Why does the printed char change when I use printf with %s and %c?

Question

This is the code I have:

int main(){
    char *p = "koraytugay";
    printf("%s%i byte(s).\n",   "Size of variable p:"       ,sizeof(p));
    printf("%s%i byte(s).\n\n", "Size of what p points to:" ,sizeof(*p));

    char t[] = "koraytugay";
    printf("%s%i byte(s).\n",   "Size of variable t:"       ,sizeof(t));
    printf("%s%i byte(s).\n\n", "Size of what t points to:" ,sizeof(*t));

    printf("%s%c\n",    "Printing p[3]: ",  p[3]);
    printf("%s%c\n",    "Printing t[3]: ",  t[3]);

    printf("%s",*(&p));

}

and the output I get is:

Size of variable p:8 byte(s).
Size of what p points to:1 byte(s).

Size of variable t:11 byte(s).
Size of what t points to:1 byte(s).

Printing p[3]: a
Printing t[3]: a
koraytugay

When I change the last statement to:

printf("%c",*(&p));

The last line printed will be:

6

instead of

koraytugay

But why? I am expecting that it would print

k

?

Answer 1

%c format specifier expects an argumnet of type char.

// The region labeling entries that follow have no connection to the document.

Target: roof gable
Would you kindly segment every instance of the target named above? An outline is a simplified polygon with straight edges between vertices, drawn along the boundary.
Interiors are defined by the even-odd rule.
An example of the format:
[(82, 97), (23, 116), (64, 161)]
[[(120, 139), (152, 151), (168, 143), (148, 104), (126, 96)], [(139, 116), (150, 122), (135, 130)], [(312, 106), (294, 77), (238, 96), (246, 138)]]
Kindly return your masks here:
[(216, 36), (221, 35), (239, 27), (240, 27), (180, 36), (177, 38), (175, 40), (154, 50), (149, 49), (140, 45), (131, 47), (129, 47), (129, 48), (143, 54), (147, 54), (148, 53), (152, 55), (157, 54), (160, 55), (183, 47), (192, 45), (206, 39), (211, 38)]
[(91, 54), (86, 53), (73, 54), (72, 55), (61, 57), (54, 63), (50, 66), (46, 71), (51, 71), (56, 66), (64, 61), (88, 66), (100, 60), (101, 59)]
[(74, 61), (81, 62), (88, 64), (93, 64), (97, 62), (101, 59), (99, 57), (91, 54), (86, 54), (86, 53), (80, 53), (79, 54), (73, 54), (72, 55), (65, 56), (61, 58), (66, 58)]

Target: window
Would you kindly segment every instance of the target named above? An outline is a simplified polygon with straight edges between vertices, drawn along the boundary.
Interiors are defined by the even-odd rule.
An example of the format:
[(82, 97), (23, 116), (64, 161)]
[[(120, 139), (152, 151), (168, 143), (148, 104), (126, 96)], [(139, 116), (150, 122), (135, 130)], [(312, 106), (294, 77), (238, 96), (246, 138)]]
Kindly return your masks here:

In your code, *(&p) is of type char *. Using %c to print that leads to undefined behaviour.

Reference: From chapter 7.21.6.1, C11 standard, paragraph 9,

If a conversion specification is invalid, the behavior is undefined. If any argument is not the correct type for the corresponding conversion specification, the behavior is undefined.

Answer 2

It doesn't print k because it's expecting a char and you passed a char * so probably

printf("%c", **(&p));

will print k.

The type of &p is char ** because it creates a pointer with the address of p, so *(&p) is exactly the same as p, hence to print *(&p) you need the "%s" specifier.

If you use the "%c" specifier with *(&p) it's evaluated as an integer so you can't predict what is going to be printed because it will depend on what is the value stored in the pointer.